There’s also the question of how to continue offering a product that’s priced at the same levels charged by larger, local professional theaters — but may not always measure up in overall quality.

“You can’t charge $50 for tickets with only student actors playing the roles,” Sneed says, explaining that, at those prices, even the most sympathetic audiences have a hard time looking past an undergraduate portraying one of Shakespeare’s older characters, no matter how good the actor might be.

“I was committed to maintaining the standards and quality of the work so that it could compete with the Arvada Center and Denver Center,” he continues. “With competitive ticket prices, I wanted competitive actors. To do that costs money. … We were gradually professionalizing. I certainly thought we were getting to the point of balancing the budget while maintaining quality.”

Regardless of which direction the CSF takes, mounting the current season remains the top priority for Orr.

“The timing was pretty difficult. Phil gave notice five days before our auditions, with 300 people competing for 24 acting positions — a process I hadn’t been involved in previously. I had to get my head wrapped around all of that. [The new direction] is one we’ve all been having great conversations about.”

Orr says he intends to keep on expanding the CSF’s outreach to area schools, as well as to look for creative ways to attract new audience members.

“Our core focus is our summer festival. But everything else we do is intended to enlarge the family. And to produce these plays, which are worthy … I’m not worried at all. It has always been the case that, for a lot of people, you discover these enrichments later in life. My concern right now is on educating people, removing roadblocks to getting here.”

For now, then, the Ship of Bard continues to sail, no matter how tempest-tossed the ocean beneath, nor how portending the cannon fire, near or far.

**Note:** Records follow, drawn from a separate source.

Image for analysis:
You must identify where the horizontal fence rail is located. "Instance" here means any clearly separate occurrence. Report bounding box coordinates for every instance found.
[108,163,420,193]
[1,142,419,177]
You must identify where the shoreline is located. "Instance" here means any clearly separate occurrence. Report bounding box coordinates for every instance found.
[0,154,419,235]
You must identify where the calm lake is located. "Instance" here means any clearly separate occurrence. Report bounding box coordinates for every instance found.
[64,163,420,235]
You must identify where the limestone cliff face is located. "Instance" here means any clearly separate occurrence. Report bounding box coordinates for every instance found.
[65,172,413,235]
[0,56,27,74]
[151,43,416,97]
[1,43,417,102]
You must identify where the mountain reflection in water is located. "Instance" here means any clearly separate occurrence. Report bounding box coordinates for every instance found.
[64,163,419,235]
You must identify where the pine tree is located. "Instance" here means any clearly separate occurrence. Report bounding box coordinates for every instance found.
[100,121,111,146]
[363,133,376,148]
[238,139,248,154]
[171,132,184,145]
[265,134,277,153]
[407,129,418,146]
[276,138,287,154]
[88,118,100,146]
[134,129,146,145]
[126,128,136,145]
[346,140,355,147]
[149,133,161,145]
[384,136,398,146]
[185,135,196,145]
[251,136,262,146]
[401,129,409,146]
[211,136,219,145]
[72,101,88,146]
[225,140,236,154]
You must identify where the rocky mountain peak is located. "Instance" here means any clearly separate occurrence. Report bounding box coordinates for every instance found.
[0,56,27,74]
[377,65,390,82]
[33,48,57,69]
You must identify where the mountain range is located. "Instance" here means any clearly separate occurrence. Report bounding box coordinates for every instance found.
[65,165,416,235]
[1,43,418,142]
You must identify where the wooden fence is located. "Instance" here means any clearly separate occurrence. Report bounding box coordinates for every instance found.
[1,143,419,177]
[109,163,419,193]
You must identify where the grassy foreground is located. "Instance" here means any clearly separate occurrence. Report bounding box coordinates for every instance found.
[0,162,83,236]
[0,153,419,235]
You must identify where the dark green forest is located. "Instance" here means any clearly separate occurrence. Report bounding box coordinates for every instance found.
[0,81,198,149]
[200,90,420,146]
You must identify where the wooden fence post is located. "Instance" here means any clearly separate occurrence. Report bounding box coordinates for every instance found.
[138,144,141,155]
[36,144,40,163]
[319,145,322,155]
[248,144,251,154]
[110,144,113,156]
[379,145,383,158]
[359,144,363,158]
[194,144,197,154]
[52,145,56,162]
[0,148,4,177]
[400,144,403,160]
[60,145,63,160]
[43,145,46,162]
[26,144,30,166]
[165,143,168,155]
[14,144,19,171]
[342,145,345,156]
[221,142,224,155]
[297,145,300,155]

An angel could step forth to endow a permanent artistic director position. An entrepreneur might start the ball rolling on opening up access to SCFD funds. Old and new, warring against each other, might create something newer still, something that hasn’t yet been envisioned — either on or off the stage.

It’s Shakespeare, after all, the playwright whose works have well outsold all others combined throughout the history of the known universe. As his plays so often remind, the only limits to realizing continued success are largely self-imposed.